Transformers and attention
Common transformer and attention blocks.
Feed-forward
FeedForwardBlock
FeedForwardBlock (in_dim:int, hidden_dim:int, dropout:float=0.0)
A small dense feed-forward network as used in transformers
. Assumes channel last. Inspired by https://arxiv.org/pdf/2401.11605. From https://arxiv.org/pdf/2002.05202 a modification to SiGLU
Attention blocks
BasisSelfAttnBlock
BasisSelfAttnBlock (ch, num_heads, dropout=0.0, batch_first=False)

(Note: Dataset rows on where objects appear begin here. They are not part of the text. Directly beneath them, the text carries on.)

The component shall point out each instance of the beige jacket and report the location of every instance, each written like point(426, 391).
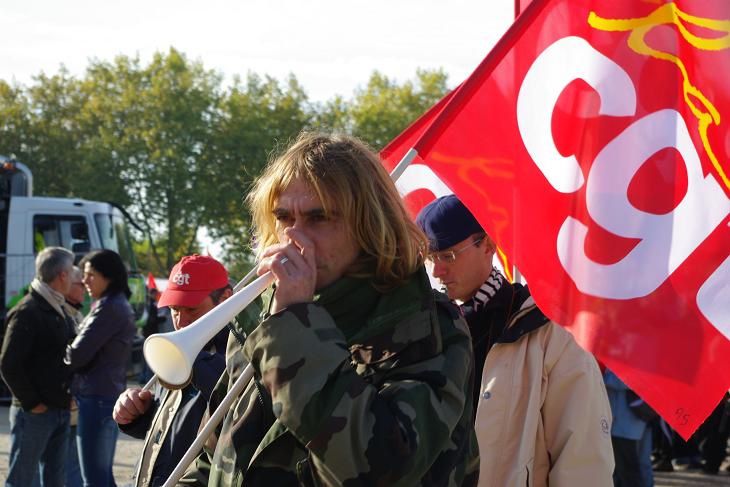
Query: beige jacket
point(543, 417)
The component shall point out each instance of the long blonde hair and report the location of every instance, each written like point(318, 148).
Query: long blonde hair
point(349, 179)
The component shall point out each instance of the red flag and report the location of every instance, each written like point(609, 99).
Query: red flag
point(151, 284)
point(592, 143)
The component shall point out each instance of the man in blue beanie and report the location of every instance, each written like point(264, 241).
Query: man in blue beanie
point(543, 417)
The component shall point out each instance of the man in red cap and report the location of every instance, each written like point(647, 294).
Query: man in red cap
point(169, 420)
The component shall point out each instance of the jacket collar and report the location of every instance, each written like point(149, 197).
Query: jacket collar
point(403, 325)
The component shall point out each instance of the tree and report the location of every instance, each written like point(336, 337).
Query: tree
point(257, 116)
point(383, 109)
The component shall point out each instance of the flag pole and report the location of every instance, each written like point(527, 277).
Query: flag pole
point(400, 168)
point(247, 373)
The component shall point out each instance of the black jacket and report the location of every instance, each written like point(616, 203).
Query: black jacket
point(100, 353)
point(31, 361)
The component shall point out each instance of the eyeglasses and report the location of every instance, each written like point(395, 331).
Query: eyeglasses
point(449, 256)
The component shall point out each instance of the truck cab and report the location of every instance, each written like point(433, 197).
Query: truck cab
point(30, 223)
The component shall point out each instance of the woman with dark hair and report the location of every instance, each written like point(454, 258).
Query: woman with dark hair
point(99, 357)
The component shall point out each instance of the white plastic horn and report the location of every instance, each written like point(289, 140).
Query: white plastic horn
point(171, 355)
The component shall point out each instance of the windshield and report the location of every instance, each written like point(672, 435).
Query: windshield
point(114, 235)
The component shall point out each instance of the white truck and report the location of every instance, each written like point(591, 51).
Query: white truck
point(29, 223)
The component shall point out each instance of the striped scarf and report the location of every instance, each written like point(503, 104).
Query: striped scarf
point(488, 289)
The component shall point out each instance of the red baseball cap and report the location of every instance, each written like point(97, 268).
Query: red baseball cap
point(192, 279)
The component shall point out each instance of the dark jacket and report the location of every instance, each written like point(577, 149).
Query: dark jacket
point(357, 388)
point(32, 354)
point(172, 422)
point(100, 352)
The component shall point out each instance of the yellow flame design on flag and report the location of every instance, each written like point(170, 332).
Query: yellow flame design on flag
point(506, 265)
point(669, 13)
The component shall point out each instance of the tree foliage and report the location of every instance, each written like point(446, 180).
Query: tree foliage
point(168, 141)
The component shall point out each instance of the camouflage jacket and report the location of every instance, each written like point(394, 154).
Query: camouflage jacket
point(365, 388)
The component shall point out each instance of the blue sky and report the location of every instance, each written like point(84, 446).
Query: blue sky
point(331, 46)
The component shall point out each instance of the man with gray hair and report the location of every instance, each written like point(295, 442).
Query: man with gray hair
point(31, 362)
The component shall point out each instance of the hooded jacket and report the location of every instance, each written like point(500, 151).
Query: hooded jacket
point(543, 416)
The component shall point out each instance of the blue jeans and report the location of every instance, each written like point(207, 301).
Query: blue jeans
point(37, 439)
point(96, 439)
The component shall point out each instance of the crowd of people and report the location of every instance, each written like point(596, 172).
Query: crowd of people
point(364, 374)
point(58, 363)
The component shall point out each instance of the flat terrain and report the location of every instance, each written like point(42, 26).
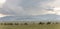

A self attention block, i.e. a transformer
encoder.
BasisCrossAttnBlock
BasisCrossAttnBlock (ch, num_heads, dropout=0.0, batch_first=False)
A cross attention block, i.e. a transformer
decoder.
Spatial residual transformers
SpatialTransformerSelfAttn
SpatialTransformerSelfAttn (ch, num_heads, depth, dropout=0.0, num_groups=32)
A spatial residual transformer
, only uses self-attention.
SpatialTransformer
SpatialTransformer (ch, cond_emb_size, num_heads, depth, dropout=0.0, num_groups=32)
A spatial residual transformer
, uses self- and cross-attention on conditional input.